According to a new survey released today, senior automotive executives say their industry will be particularly hard hit by the looming skilled labor shortage, costing individual companies an average $50 million dollars over the next five years. The research was commissioned by Advanced Technology Services, Inc. (ATS) and conducted by ACNielsen, a leading consulting and custom research firm.

Where will the costs come from? Most respondents say that it's going to be the cost of training and recruiting new employees. Other areas that will tap company resources are (in relative order) missed production, paid overtime and lost customer satisfaction.
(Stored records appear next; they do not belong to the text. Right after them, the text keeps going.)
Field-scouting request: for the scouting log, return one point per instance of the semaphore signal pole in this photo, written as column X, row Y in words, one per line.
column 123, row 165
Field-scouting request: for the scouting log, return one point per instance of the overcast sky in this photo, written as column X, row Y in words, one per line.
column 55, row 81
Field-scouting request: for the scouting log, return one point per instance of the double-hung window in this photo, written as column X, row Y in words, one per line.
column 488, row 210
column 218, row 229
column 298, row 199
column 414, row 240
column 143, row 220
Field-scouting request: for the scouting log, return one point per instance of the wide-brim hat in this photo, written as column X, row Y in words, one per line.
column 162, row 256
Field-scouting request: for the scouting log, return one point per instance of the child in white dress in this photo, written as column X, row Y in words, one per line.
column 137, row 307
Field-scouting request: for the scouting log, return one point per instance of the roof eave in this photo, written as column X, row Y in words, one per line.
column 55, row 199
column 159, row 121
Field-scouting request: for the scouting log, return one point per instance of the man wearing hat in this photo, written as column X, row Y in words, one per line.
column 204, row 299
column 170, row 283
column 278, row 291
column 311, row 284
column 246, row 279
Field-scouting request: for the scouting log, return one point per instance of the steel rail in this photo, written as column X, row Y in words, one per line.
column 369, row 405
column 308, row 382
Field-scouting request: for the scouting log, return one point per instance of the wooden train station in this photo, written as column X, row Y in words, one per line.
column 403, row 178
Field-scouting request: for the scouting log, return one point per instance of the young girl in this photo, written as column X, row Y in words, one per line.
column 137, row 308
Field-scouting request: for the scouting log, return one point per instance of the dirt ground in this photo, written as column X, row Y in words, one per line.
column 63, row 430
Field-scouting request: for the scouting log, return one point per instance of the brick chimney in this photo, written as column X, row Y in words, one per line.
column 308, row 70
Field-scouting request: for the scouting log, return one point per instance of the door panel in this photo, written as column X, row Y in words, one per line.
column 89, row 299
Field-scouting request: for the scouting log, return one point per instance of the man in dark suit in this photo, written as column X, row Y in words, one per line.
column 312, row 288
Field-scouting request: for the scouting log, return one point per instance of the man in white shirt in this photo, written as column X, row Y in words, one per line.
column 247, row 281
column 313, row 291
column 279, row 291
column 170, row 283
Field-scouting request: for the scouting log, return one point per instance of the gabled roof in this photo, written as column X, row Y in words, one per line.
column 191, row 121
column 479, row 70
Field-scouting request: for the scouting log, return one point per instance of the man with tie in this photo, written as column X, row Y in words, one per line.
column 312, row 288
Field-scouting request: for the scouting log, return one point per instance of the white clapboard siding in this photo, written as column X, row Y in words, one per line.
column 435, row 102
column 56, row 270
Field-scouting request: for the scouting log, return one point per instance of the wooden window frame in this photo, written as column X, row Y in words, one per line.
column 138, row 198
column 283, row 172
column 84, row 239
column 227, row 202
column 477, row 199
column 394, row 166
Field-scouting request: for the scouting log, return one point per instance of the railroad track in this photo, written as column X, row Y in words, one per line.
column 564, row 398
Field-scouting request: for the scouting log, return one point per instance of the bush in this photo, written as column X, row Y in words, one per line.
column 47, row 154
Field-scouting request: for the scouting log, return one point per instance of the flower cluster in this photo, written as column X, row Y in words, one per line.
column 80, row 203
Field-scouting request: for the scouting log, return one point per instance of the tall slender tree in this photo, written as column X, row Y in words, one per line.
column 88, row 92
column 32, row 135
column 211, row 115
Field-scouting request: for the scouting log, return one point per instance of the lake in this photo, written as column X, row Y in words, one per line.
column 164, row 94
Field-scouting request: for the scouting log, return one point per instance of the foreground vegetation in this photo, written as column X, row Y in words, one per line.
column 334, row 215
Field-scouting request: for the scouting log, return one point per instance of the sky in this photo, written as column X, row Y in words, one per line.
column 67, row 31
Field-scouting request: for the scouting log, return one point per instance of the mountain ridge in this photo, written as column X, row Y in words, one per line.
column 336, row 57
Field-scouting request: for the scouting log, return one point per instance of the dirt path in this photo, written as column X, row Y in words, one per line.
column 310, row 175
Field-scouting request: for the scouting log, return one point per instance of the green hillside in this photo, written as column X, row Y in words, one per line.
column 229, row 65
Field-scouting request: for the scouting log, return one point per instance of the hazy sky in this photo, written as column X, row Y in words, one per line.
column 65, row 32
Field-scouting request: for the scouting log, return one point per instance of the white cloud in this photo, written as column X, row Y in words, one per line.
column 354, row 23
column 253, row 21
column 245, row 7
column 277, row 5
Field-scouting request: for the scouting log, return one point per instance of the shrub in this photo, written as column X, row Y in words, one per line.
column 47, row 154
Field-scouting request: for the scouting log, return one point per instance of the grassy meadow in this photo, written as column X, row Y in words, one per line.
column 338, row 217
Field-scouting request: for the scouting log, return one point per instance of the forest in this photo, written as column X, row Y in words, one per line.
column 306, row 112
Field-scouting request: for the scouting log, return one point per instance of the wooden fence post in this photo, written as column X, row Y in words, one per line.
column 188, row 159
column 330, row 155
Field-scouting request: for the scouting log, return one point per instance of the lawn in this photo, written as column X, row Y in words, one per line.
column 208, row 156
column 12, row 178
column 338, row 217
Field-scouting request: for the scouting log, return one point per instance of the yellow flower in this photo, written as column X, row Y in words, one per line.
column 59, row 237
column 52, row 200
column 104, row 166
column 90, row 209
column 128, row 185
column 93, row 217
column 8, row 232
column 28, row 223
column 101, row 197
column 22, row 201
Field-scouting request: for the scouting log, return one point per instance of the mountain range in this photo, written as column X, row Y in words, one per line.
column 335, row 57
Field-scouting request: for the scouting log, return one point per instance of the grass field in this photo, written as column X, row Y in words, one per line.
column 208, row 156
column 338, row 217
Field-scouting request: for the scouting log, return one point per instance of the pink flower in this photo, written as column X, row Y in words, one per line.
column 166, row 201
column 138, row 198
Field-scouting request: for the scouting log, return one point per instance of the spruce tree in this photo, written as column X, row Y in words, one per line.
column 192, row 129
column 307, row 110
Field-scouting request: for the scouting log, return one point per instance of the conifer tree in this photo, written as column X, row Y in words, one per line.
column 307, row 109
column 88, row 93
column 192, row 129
Moreover, auto executives find the responsibility of searching for and recruiting skilled workers has become so difficult that 70 percent said they would outsource an entire department or job function to avoid doing it in-house. A majority, 53 percent, said that outsourcing production machine maintenance would provide the most productivity gains. This is because, respondents say, just one minute of downtime - when machines break or aren't working - costs their plants thousands of dollars. Over one-quarter of automakers surveyed disclose the cost to be as high as $25,000 - $50,000 per minute.

"The looming skilled labor shortage is the single most important issue the US. automobile industry will be facing in the next five to ten years," said Kim Hill, Automotive Communities Program Director for the Center for Automotive Research (CAR) in Ann Arbor, MI. "Due to anticipated retirements at existing plants, the expansion of U.S. production facilities by foreign-based manufacturers, and the general perception of manufacturing as an "old technology" industry, manufacturers will be hard-pressed to staff their facilities with qualified workers."

ATS surveyed over 100 automotive industry executives with titles of CEO, CIO, CFO, CTO and Executive Vice President on a far ranging list of topics relating to the skilled worker shortage, which the U.S. Bureau of Labor Statistics says will reach 5.3 million people by 2010, increasing to 14 million by 2015. The shortage is caused by a combination of factors, including the imminent retirement of baby boomers, fewer apprenticeship programs and fewer high school graduates pursuing manufacturing skills.

Yet among respondents there is no single silver bullet solution to making their factories run better. The two most popular answers are to eliminate waste, and hire more skilled labor.

"Automotive manufacturing today has become very specialized, requiring skilled people on the job," said ATS President Jeffrey Owens. "Computerized factory automation has led today's manufacturers to rely more on brains than brawn. Those in the plant are challenged with bottom-line business goals: improving productivity, decreasing downtime, eliminating cost and increasing quality."

ATS pioneered the factory asset service business two decades ago, and today is the leading company providing managed services for production equipment maintenance, industrial parts repair and IT infrastructure support for manufacturers. Key to ATS' success is a recruitment and training program that fulfills the need for a skilled workforce. ATS' white paper, Workforce Trends: Tools for taking control of today's skilled labor shortage, provides guidance on what companies can do to avert the skilled workforce crisis. 

ATS customers who have benefited from significantly increased factory productivity, skilled labor fulfillment and improved competitiveness include Nissan Motor Co. (NASDAQ: NSANY), Textron (NYSE: TXT), Caterpillar Inc. (NYSE: CAT), Eaton (NYSE: ETN ), Fortune Brands (NYSE:FO), Honeywell (NYSE: HON), Honda Motor Company (NYSE: HMC), Magneti Marelli and other manufacturing leaders.